The absolute highlight of the show was, as is often the case, Will There Be Enough Water?. The slowest moment of any Dead Weather show, it's also the most intense (there's that word again) as Jack comes from out behind the drums to strap on his guitar and share a mic with Alison as they croon the spare lyrics of the song. The solo that he launched into tonight between the second and third verse was mind-blowing. The potential for this was the reason for my determination to get the spot I had on the rail. With his pedal board directly in front of me, I had a long handful of minutes to watch the man up close. So close, in fact, that it became difficult to figure out what to look at-- the expressions on his face as he lost himself in the music, his fret hand picking out chords, the other hand switching continuously from strumming to finger-picking to bending notes with the whammy bar, or his feet in those oh-so-cool white winkle-pickers tapping the various pedals on his board. And on top of all of that going on, I found myself being repeatedly drawn into eye-contact with the honkin' huge, gleaming silver, head of the Creature of the Black Lagoon belt buckle at his waist. The damned thing was staring right at me, winking as the stage lights hit it. No wonder my mind was blown.

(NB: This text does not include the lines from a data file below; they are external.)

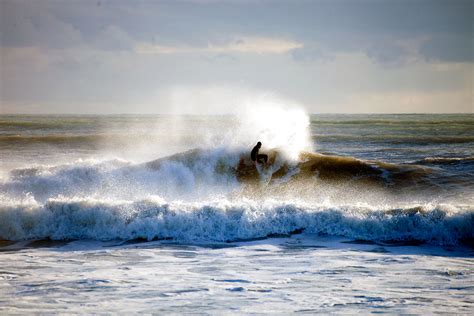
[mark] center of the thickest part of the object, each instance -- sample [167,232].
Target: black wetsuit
[256,157]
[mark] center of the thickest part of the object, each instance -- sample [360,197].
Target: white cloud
[256,45]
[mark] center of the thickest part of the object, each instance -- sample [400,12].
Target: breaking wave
[224,220]
[217,195]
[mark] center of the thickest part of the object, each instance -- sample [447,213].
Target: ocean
[167,214]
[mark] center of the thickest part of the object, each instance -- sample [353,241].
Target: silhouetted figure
[256,157]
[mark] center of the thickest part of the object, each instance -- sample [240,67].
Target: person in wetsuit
[256,157]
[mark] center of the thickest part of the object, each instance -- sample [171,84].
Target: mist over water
[386,177]
[376,210]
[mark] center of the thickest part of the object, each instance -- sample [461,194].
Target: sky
[208,57]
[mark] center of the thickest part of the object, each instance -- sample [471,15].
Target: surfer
[256,157]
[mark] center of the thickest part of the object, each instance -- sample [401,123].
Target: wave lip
[225,221]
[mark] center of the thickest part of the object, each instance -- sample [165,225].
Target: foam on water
[225,220]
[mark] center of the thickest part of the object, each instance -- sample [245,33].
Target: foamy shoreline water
[124,214]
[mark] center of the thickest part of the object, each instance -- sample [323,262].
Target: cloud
[252,45]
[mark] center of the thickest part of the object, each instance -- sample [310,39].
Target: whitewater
[168,214]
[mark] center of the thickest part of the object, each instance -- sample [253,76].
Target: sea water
[97,215]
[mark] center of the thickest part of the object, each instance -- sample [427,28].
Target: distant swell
[154,218]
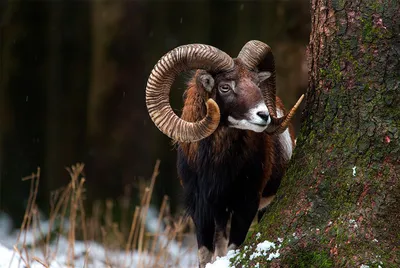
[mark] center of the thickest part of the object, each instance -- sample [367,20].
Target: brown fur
[194,110]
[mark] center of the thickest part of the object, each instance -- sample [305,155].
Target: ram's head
[241,91]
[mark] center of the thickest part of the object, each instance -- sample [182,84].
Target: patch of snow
[262,250]
[354,223]
[89,254]
[265,246]
[223,262]
[274,255]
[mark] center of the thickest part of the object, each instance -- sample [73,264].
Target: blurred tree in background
[73,76]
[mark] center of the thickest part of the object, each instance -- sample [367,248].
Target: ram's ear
[262,76]
[206,81]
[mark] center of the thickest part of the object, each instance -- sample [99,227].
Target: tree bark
[338,205]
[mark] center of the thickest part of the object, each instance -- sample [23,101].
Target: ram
[234,138]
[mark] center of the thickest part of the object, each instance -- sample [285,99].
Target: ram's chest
[221,172]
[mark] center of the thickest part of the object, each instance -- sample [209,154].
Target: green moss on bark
[337,203]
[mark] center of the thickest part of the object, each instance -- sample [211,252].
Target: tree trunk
[338,205]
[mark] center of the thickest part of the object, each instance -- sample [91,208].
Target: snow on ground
[90,254]
[263,249]
[223,262]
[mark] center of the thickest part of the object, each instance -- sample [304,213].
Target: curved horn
[180,59]
[258,55]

This is very close to the view I had. The person who filmed these was about four people to my left, also on the rail.
In all seriousness, though, as fantastic as it is to listen to Jack play, it really is amazing to watch him. Especially for someone like me who's never had any interest in playing a guitar myself, to hear the sounds he creates and, at the same time, to see, ok, here he's finger-picking, here he's hitting the whammy, that's where he hits the pedal... It's just incredibly fascinating. I've always been drawn to guitar-driven music, but he's the first musician who's made me want to understand it.
Yes, this review is heavily Jack-centric. I make no apologies for that, he's the reason I was at the show. Alison, in the few moments that I watched her, was her usual dynamic self, belting out each song and mesmerizing the crowd with her gaze, including the kid at my side who's probably getting a hell of an early, somewhat subconscious, sex-ed through this band. I can think of worse women than Alison to inspire teenaged wet-dreams. At least he won't grow up expecting his women to be submissive. And, as before in Tennessee, I didn't give LJ or Dean the attention they deserved. I heard them both clearly and appreciated the hell out of their contribution to the show but, no, I didn't watch them. I'll try to make it up to them later on in Baltimore.
During the drive home, the skies finally delivered on the predicted storms. Heat lightning glimmered through the clouds as I headed out of the city, before letting loose a deluge of rain on the highway. I was soaked on the short run from the car into the house and sat down dripping wet to write this, while thunder rumbled outside the window. Somehow, it seemed appropriate to document an aural storm while feeling the effects of a physical one. Let the weather/Weather rage.